Barletta resigned on 27 September 1985, and was replaced by First Vice-president Eric Arturo Delvalle who promised to return to "Torrijista principles".

"In 1987, the situation grew more critical, producing paralysis within the Panamanian Defense Forces. The crisis came to a head in June 1987 when Colonel Roberto Díaz Herrera, recently retired head of the Panamanian Defense Forces High Command, denounced the internal management of General Noriega's military organization. Díaz Herrera's act was the first public manifestation of a breach. In the face of the Panamanian Defense Forces's demonstrated weakness, the political sector began to mobilize and call for a confrontation with the military. Following the leadership of groups that appeared to have little political experience, they formed the 'Cruzada Civilista' for the purpose of overthrowing the Eric Arturo Delvalle government and convening a 'constituyente' assembly to draw up a new constitution".

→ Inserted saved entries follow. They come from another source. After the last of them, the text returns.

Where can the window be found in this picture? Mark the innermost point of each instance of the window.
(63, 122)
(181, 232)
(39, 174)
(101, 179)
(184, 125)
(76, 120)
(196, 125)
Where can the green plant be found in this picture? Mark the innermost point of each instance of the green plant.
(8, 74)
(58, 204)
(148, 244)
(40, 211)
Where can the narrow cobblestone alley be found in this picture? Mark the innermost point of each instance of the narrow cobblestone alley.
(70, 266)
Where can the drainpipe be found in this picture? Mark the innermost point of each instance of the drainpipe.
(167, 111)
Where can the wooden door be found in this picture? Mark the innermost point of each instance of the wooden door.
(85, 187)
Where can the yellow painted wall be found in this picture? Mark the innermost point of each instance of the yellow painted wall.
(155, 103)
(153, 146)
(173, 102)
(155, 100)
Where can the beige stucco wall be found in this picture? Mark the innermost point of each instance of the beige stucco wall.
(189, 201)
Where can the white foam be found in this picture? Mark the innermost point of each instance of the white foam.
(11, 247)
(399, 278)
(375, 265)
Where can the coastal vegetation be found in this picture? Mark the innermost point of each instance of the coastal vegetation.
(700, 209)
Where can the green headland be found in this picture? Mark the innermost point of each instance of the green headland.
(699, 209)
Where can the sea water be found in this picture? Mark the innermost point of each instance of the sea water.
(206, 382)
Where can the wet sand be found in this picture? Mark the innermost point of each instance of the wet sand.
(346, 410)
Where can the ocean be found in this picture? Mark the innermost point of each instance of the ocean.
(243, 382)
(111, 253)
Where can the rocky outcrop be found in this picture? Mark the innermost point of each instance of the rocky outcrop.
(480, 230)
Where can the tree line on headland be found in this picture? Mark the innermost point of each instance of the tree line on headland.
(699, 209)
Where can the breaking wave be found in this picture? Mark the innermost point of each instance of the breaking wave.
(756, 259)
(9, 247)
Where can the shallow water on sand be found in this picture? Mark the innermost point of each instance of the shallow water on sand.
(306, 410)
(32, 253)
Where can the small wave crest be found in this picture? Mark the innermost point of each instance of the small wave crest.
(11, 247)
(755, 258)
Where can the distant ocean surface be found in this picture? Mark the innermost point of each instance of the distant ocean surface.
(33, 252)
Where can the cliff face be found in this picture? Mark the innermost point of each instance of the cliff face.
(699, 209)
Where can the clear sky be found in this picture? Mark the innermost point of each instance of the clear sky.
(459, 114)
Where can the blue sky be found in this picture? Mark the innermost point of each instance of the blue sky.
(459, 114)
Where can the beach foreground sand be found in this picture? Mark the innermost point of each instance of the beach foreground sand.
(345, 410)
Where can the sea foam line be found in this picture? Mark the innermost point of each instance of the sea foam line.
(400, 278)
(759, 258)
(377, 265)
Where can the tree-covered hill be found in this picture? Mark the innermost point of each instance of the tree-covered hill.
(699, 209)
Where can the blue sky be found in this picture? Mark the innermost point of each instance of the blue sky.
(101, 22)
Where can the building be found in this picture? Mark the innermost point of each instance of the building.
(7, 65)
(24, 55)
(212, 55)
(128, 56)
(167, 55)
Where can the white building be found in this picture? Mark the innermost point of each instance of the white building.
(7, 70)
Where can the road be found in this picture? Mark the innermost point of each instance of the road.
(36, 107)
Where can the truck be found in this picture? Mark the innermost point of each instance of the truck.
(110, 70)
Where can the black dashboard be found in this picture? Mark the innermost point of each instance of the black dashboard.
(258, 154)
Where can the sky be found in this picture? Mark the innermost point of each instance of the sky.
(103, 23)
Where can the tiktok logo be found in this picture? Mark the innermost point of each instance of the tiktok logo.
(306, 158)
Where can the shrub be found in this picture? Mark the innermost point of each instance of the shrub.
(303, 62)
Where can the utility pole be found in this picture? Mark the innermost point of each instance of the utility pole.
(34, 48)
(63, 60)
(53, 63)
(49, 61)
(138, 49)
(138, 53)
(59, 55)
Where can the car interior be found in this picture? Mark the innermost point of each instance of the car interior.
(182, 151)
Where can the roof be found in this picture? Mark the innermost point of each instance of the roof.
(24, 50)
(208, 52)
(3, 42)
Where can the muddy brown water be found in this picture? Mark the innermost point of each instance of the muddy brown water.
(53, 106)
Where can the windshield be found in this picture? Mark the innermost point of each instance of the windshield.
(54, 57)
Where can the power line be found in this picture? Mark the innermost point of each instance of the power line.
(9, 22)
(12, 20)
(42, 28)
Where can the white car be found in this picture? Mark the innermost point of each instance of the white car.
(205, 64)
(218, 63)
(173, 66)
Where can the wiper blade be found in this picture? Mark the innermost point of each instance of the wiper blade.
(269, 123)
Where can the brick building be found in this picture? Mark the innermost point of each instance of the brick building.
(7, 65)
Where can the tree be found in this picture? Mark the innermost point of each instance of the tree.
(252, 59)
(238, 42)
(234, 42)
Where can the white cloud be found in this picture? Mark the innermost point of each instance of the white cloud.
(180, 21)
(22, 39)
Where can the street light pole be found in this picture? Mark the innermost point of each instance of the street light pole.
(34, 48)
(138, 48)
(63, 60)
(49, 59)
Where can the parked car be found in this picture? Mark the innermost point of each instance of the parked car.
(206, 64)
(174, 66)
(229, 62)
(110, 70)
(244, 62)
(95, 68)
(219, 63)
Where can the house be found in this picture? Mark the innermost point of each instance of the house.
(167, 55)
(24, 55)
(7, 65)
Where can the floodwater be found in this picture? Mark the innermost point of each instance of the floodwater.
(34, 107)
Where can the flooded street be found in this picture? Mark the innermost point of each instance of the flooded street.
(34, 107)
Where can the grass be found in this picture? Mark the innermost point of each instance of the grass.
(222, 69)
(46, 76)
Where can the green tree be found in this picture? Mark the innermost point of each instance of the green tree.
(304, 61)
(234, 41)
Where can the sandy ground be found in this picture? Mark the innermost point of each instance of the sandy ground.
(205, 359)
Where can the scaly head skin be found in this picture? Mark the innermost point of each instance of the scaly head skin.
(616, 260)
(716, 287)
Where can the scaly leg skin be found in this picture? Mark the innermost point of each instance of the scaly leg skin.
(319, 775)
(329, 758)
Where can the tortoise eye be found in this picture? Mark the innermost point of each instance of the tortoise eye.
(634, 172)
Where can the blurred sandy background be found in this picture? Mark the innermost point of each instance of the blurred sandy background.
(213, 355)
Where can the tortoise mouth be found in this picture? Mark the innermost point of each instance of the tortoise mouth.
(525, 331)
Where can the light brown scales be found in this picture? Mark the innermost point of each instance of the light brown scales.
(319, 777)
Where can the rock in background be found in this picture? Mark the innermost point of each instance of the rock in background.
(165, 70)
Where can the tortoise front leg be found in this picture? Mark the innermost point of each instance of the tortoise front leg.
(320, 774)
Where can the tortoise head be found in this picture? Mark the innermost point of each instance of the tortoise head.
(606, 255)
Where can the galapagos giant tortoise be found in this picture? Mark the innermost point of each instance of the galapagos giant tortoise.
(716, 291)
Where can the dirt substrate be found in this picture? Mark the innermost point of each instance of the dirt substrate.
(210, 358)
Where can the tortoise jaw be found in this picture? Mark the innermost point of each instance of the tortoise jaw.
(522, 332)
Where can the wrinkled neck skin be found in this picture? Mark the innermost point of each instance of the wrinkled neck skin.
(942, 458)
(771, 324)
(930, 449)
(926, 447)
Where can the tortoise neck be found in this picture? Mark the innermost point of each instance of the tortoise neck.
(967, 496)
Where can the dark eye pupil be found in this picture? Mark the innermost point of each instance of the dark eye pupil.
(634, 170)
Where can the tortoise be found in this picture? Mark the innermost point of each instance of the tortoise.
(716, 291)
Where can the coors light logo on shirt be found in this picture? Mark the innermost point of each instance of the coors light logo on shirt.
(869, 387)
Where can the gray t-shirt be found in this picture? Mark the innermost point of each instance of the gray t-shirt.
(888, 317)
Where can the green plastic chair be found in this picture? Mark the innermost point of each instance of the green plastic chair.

"By late February 1988 the crisis further deepened as Eric Arturo Delvalle attempted to fire Noriega from the Panamanian Defense Forces. Instead, Eric Arturo Delvalle was sacked by the Panamanian Defense Forces-controlled National Assembly and Manuel Solis Palma was elected 'minister in charge of the presidency'".